To my dismay, I must start this blog entry with expounding on egregious news. After months of me begging all of you to pray for Ellie, she did not recover. In the afternoon of November 5th, she breathed her last. Her death did not come as a surprise, but it's incredibly painful anyway. A week later, I attended her funeral in Miami. Her last boyfriend, Andrew, and I were the only representatives of the CF or transplant patient communities, as far as we could tell. I wish we could have given Ellie a Viking's funeral; it would have been more fitting for a Warrior.

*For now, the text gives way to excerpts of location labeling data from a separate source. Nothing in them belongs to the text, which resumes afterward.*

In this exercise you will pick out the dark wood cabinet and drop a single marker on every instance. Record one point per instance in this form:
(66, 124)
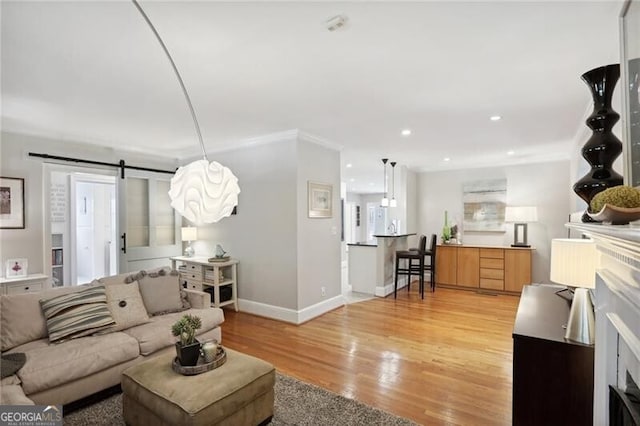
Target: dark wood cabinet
(552, 377)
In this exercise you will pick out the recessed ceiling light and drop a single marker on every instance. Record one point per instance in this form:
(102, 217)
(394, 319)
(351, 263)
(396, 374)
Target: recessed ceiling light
(336, 22)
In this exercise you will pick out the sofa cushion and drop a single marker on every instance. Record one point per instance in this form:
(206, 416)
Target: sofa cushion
(161, 291)
(157, 335)
(21, 318)
(50, 365)
(126, 306)
(13, 395)
(77, 314)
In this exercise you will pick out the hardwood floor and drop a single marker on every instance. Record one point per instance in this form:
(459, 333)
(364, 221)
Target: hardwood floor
(444, 360)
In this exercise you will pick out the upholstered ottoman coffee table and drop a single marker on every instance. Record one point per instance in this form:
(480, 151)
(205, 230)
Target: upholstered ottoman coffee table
(240, 392)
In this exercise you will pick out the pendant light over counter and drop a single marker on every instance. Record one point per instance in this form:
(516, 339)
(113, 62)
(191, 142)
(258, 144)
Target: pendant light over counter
(385, 200)
(393, 202)
(201, 191)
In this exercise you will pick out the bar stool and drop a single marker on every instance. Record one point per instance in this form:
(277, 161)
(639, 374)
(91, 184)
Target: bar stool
(431, 266)
(411, 268)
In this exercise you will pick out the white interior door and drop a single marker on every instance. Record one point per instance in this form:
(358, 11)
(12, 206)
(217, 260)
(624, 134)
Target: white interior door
(149, 228)
(93, 227)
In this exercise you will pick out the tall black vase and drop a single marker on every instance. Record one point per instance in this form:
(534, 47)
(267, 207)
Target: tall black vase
(603, 147)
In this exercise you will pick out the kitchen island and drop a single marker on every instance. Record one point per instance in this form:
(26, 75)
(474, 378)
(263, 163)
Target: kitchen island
(372, 264)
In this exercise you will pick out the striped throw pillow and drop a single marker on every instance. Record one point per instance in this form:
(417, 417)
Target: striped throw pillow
(77, 314)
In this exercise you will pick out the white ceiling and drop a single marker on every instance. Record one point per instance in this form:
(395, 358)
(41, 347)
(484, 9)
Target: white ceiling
(93, 72)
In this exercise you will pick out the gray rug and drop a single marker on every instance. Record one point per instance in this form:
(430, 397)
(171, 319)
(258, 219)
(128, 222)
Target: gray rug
(296, 403)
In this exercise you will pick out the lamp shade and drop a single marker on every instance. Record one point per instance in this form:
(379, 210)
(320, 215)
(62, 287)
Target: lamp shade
(521, 214)
(189, 233)
(573, 262)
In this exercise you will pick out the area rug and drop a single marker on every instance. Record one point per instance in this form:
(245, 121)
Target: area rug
(296, 403)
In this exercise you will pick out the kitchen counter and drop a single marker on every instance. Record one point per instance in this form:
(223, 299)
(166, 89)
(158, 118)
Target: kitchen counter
(372, 264)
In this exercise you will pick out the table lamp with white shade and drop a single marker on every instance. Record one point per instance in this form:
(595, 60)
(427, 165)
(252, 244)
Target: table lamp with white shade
(189, 233)
(573, 263)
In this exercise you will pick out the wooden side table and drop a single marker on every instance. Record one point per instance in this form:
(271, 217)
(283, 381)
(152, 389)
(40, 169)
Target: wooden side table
(198, 273)
(26, 284)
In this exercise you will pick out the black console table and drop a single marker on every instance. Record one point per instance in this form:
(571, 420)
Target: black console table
(552, 378)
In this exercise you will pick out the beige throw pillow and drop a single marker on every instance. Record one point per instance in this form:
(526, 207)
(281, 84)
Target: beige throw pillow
(126, 306)
(161, 292)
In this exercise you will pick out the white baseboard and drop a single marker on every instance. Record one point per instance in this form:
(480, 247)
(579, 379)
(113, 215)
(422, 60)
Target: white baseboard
(318, 309)
(290, 315)
(388, 289)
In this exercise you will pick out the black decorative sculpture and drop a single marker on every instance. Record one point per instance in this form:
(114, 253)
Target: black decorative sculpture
(603, 147)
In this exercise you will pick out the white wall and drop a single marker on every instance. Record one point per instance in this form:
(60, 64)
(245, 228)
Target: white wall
(319, 248)
(263, 235)
(32, 241)
(542, 185)
(285, 257)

Now, I've had friends die before, but Ellie's death has impacted me like no other. My world is absolutely shattered. Imagine yourself living in a world as big as ours, but fitting inside a blue glass sphere. Then imagine looking up at the sky and seeing cracks appear, then gaps, then jagged holes as large chunks of the world fall away into nothingness. This is how it has been for me since November 5th. It may not help that her death was hot on the heals of Friend Brittany Wood.

The unholy thing about making friends, especially in the CF world, is that you may have to watch them die. And yet to withdraw from the CF world (such as it is; connected mostly by Internet) is to throw in the towel, give up on part of the fight. I won't do that. How can I abandon my friends?

Speaking of friends, I was reconnecting recently with grad-school colleague David Martin. He and I had been talking about transplant via Messenger. We had tentatively set a day to get lunch, but medical problems got in the way. Not mine; HIS. David had a rare blood cancer, and he was going to get a bone marrow transplant. But for some reason nobody can figure out, he took a sudden dive November 11 and he, too, "stepped behind the veil" as one of his friends put it.

So with Ellie's and David's deaths still weighing me down, I came down to Durham and walked into Duke hospital, where it all happens. My last rehab friend, Heather James, is in the ICU there. (A recap: she finally, after 280 days of waiting, got new lungs and liver. She also had a bunch of other stuff done at the same time, so she won't be undergoing anything more than a sinus cleanout after she recovers.) Recovery is taking a while, but she walks a little bit farther each day and she inspires me with how much strength she displays. Heather got her call a week after Ellie's passing and I can't help but feel Ellie had some kind of hand in this.

And yet...I am lost. When the Duke nutritionist asked how I was feeling, I could only tell her that I'm parked in neutral. I'm not feeling *anything*. Like something inside is frozen. The only exception to that is my feelings toward people I love, but even those are a bit blunted.

Tonight, the eve of my transplant anniversary (I was actually being prepped for surgery right now, a year ago), I am reminded how fleeting our connections are. Love each other while you can. It's a wintery night out there, and I'm thankful that I get to cuddle up to my girlfriend and love her with all of what's let of my heart; keeping the emptiness, the frozen emotional wasteland, at arm's length for another night.